Characterizing Earthquake Rupture Properties Using Peak High-Frequency Offset

Abstract:

Teleseismic array back-projection (BP) of high frequency (~1Hz) seismic waves has been recently applied to image the aftershock sequence of the Tohoku-Oki earthquake. The BP method proves to be effective in capturing early aftershocks that are difficult to be detected due to the contamination of the mainshock coda wave. Furthermore, since the event detection is based on the identification of the local peaks in time series of the BP power, the resulting event location corresponds to the peak high-frequency energy rather than the hypocenter. In this work, we show that the comparison between the BP-determined catalog and conventional phase-picking catalog provides estimates of the spatial and temporal offset between the hypocenter and the peak high-frequency radiation.

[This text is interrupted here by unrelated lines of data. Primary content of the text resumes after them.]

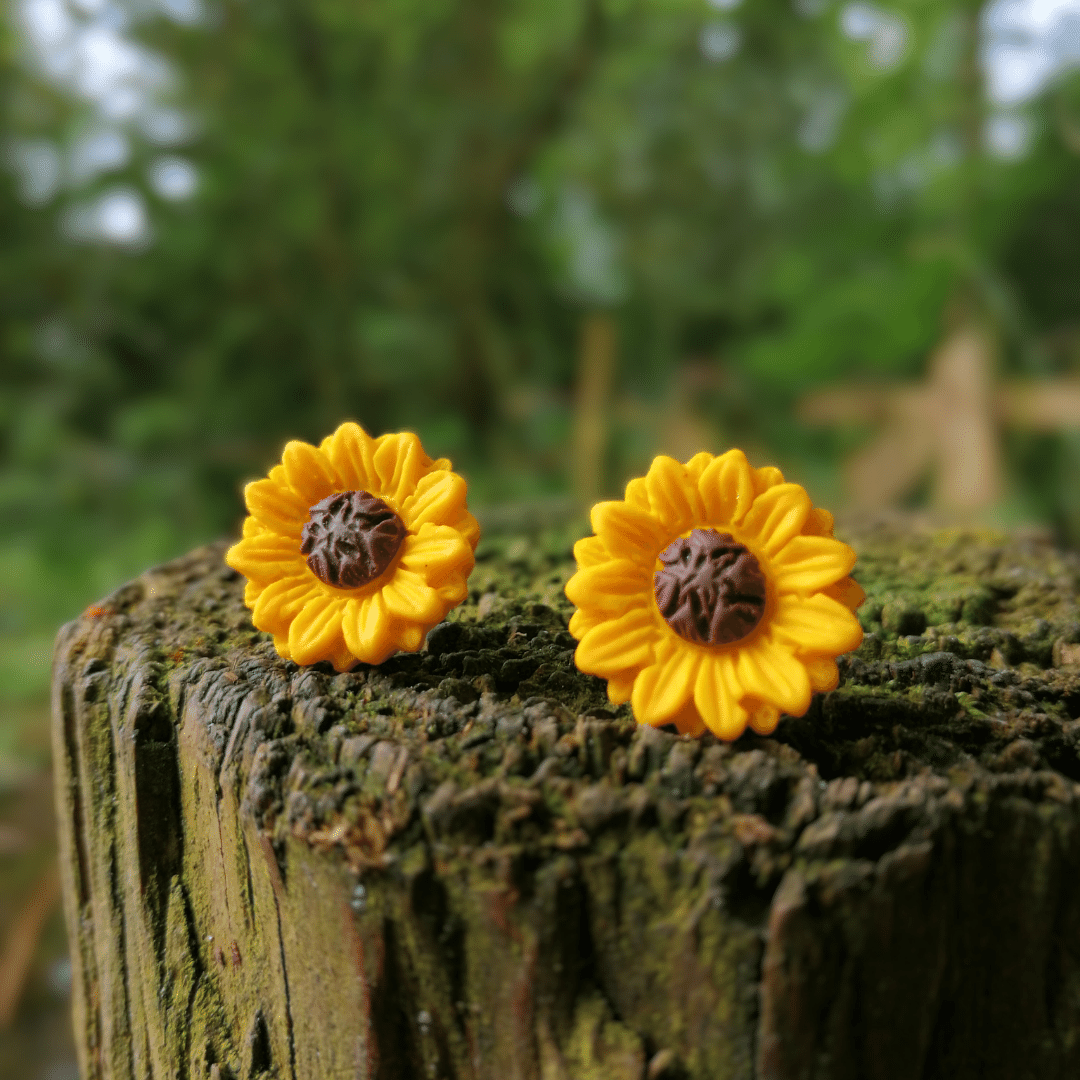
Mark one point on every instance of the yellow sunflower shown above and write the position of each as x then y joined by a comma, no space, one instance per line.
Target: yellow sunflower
713,596
354,549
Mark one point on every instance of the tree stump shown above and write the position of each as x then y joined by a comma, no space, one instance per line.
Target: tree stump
467,864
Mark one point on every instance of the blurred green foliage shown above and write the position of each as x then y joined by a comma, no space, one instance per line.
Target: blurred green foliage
405,210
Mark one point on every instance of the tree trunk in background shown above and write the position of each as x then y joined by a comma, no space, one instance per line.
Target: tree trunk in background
466,864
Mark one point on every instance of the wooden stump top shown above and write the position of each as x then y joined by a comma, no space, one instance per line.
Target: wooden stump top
466,863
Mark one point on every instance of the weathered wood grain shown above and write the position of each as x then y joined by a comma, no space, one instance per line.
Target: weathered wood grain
466,864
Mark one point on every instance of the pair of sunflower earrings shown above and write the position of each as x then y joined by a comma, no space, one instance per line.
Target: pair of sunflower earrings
713,596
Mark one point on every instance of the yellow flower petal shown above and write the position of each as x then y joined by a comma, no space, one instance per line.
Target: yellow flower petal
848,592
351,451
698,464
764,718
266,557
342,658
715,697
468,526
316,629
366,629
673,495
612,586
807,564
664,687
439,498
726,488
768,672
408,637
407,597
817,623
621,686
777,516
581,622
279,508
630,532
765,477
637,494
436,553
618,644
400,461
282,601
309,471
590,551
823,673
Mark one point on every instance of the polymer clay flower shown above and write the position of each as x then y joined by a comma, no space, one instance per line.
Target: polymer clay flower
354,549
713,596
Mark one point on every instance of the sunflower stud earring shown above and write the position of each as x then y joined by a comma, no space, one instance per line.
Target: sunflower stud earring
354,549
713,597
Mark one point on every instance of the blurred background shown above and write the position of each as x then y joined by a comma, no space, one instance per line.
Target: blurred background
554,239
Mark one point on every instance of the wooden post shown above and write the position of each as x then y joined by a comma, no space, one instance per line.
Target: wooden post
466,864
947,427
592,400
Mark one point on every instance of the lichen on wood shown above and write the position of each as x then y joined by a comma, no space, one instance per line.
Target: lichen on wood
466,863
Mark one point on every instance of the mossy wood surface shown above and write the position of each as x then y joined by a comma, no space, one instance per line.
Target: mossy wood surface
466,864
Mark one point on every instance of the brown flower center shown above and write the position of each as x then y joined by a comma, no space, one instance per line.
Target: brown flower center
711,590
351,537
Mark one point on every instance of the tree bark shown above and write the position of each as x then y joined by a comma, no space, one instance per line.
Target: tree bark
467,864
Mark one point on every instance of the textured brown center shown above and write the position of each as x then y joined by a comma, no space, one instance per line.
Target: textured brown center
711,590
351,537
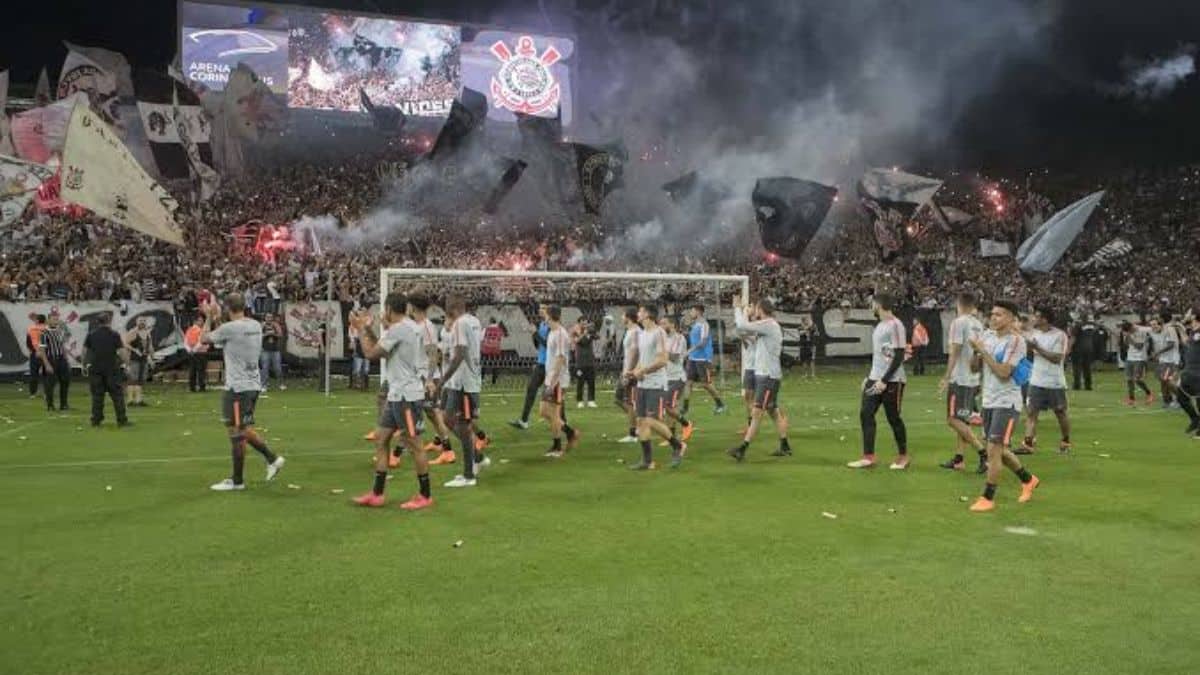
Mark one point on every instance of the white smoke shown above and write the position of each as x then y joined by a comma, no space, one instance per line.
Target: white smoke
1157,77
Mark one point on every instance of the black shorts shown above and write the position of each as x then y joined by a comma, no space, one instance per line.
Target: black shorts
766,393
651,402
999,424
238,408
748,381
1047,399
552,394
960,401
675,394
401,414
461,405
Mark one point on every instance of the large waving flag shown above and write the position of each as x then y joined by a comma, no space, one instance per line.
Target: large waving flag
1042,251
790,213
101,174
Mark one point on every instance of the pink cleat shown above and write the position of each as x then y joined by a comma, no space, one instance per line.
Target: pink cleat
418,502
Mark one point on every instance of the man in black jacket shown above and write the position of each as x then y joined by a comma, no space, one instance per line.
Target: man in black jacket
105,354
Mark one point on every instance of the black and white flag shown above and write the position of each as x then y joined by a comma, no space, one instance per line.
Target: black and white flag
157,95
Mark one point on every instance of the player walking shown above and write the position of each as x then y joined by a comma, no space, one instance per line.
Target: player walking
885,386
768,372
652,389
997,353
558,380
463,381
700,360
402,345
961,384
240,339
1048,383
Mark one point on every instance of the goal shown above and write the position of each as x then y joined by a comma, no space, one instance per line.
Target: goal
509,299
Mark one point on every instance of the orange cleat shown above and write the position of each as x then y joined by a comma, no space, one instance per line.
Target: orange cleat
983,505
370,500
447,457
418,502
1027,490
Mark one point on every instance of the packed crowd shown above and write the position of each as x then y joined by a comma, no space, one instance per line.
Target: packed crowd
65,258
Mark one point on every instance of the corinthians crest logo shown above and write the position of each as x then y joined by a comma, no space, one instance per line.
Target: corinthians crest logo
525,83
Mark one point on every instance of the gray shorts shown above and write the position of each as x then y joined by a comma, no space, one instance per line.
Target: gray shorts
748,381
1135,370
675,393
999,424
238,408
960,401
1047,399
766,393
651,402
1167,370
401,414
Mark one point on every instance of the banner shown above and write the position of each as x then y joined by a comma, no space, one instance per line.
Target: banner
19,181
600,173
156,95
1107,256
790,213
100,173
993,249
1042,251
39,133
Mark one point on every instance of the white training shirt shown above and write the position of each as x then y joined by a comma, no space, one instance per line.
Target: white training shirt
652,342
468,333
1002,393
558,345
1138,344
629,344
677,351
887,338
1045,374
963,329
402,342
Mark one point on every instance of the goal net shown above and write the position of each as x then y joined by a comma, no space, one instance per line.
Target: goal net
510,299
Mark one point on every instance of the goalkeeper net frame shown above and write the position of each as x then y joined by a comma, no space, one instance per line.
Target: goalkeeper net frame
521,286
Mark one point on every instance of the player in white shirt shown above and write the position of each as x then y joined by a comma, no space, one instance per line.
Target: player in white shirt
1137,344
462,382
997,354
677,377
961,384
1048,382
1164,341
885,384
627,387
652,357
759,321
558,381
402,345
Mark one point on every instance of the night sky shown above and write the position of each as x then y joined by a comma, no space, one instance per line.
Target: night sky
1043,112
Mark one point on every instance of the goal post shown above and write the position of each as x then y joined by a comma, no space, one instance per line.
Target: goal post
581,293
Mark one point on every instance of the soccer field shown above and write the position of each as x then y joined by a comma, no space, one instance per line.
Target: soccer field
582,566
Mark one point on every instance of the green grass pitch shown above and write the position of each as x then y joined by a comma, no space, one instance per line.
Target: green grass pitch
582,566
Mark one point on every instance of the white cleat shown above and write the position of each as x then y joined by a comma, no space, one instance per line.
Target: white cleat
227,485
483,464
273,469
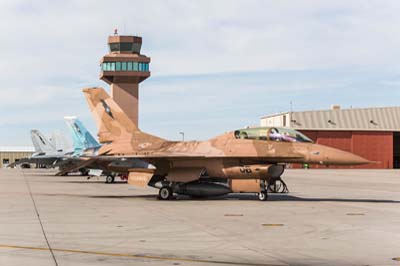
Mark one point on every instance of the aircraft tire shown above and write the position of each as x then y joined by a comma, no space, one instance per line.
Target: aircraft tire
165,193
263,196
110,179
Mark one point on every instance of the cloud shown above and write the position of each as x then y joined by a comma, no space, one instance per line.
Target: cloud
215,64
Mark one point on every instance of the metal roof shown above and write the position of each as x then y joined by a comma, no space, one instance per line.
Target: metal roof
365,119
17,149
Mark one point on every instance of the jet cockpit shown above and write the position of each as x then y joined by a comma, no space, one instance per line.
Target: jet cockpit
272,134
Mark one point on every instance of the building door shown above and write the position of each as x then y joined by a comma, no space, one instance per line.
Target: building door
396,150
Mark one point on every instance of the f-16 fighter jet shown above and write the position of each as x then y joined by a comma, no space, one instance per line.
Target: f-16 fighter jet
230,163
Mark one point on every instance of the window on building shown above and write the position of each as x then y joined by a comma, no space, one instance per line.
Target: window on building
126,46
114,47
136,47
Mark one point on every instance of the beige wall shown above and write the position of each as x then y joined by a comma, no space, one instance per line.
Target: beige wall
12,156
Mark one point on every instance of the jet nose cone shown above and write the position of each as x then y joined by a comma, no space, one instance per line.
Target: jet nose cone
332,156
347,158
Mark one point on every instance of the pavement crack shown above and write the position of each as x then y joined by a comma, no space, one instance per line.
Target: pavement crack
40,220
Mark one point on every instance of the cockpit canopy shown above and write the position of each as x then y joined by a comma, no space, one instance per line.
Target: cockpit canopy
272,134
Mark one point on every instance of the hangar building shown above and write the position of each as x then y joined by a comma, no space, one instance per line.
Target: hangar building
9,155
373,133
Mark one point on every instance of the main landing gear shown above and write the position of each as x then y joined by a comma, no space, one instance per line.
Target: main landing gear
165,193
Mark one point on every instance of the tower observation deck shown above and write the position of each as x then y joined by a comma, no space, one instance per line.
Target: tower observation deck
124,68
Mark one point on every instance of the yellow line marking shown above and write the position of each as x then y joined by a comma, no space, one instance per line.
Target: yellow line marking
272,224
130,255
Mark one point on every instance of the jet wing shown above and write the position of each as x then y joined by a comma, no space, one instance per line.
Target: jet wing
39,160
84,162
180,156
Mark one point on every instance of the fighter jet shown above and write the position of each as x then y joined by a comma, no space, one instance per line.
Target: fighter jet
86,144
230,163
47,155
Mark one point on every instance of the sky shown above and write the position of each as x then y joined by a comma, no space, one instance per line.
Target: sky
215,65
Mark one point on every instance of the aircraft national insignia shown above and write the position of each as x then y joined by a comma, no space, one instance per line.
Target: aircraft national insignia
107,108
77,129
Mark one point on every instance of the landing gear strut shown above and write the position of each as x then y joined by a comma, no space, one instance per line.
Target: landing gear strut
165,193
110,179
277,186
263,195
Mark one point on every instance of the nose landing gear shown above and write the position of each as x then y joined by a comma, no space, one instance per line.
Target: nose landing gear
277,186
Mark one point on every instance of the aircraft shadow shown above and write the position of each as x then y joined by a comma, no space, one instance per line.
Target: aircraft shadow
277,197
249,197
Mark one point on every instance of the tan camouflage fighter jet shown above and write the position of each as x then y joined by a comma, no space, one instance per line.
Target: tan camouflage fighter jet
244,160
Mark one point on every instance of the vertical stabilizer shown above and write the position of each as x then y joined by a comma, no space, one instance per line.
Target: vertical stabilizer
112,122
81,137
41,143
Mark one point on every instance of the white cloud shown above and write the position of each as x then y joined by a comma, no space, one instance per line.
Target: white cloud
50,49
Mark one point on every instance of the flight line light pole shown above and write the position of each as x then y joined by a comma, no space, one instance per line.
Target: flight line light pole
183,135
124,68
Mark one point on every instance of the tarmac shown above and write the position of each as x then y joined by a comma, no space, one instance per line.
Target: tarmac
330,217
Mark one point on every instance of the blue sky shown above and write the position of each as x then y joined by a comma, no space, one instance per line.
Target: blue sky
216,65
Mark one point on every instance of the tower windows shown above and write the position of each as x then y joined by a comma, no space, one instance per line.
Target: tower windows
125,66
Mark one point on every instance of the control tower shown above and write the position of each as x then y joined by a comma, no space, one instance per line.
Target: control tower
124,68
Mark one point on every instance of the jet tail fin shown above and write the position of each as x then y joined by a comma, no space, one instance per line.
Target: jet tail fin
81,137
41,143
112,123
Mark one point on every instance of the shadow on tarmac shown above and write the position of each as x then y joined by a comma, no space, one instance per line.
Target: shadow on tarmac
272,198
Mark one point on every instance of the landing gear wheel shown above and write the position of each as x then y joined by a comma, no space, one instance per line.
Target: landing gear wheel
110,179
165,193
278,186
263,196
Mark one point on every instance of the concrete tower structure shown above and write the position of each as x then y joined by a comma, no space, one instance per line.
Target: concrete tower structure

We propose to measure this peak high-frequency shift of global earthquakes between M4.0 to M7.0. We average the BP locations calibrated by multiple reference events to minimize the uncertainty due to the variation of 3D path effects. In our initial effort focusing on the foreshock and aftershock sequence of the 2014 Iquique earthquake, we find systematic shifts of the peak high-frequency energy towards the down-dip direction. We find that the amount of the shift is a good indication of rupture length, which scales with the earthquake magnitude. Further investigations of the peak high frequency offset may provide constraints on earthquake source properties such as rupture directivity, rupture duration, rupture speed, and stress drop.